Stencil artists reject of the mainstream contemporary art institutions (galleries and art schools). Banksy even played pranks on them. The typical stencil artist has a commercial art background. There is a lot of pride in the street art world for skill and technical ability. Koleszar’s own experience as a commercial printer provided many of the technical concepts, like registration marks, necessary for stencil art.
Banksy is not an art school drop out. Ha Ha was a security guard before he was a street artist. Street art, unlike punks, have few art school connections and was, therefore alienated from the art institutions both personally and geographically. Unlike punk, street artists were not trained in the current art theories and so did not provide a reflection of them in their work.

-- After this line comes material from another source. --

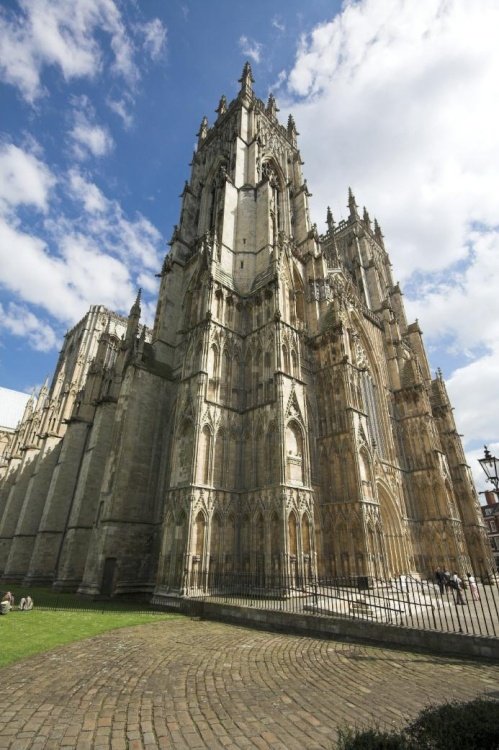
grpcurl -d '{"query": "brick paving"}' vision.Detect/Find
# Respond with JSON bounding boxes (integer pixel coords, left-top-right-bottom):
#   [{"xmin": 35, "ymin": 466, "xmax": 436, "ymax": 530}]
[{"xmin": 0, "ymin": 618, "xmax": 497, "ymax": 749}]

Punks were inspired by Gustav Metzger’s destructive art and other modern art. Early The Clash performed in Pollock inspired paint splattered overalls. Punk’s do-it-yourself no skills required attitude was the culmination of generations of modern artists seeking inspiration in the primitive, the child-like and the street. And punk created another generation of artists, like Judy Watson, who aspired to bad painting and art that looked crude and unskilled.
Street art and stencil art is, in part, a reaction against punk; even if Malcolm McLaren had a hand in marketing both the Sex Pistols and Buffalo Gals. There are so many contrasts between punk and hip-hop: aesthetic, social and commercial.
Although some street artists have successfully bridged the gap between the street and art galleries most do not attempt this. About half of street artists are anonymous even to their peers; Russell Howze said that he was only able to credit about half of the artists whose work appears in his book Stencil Nation. Even successful street artists will use alternative methods of selling their art (e.g. internet sales) and, alternative products and multi-level marketing (e.g. t-shirts, limited editions vinyl toys and original art). And the major art galleries are institutionally unused to dealing with alternate marketing and prefer to look at art school graduates exhibiting at established commercial galleries.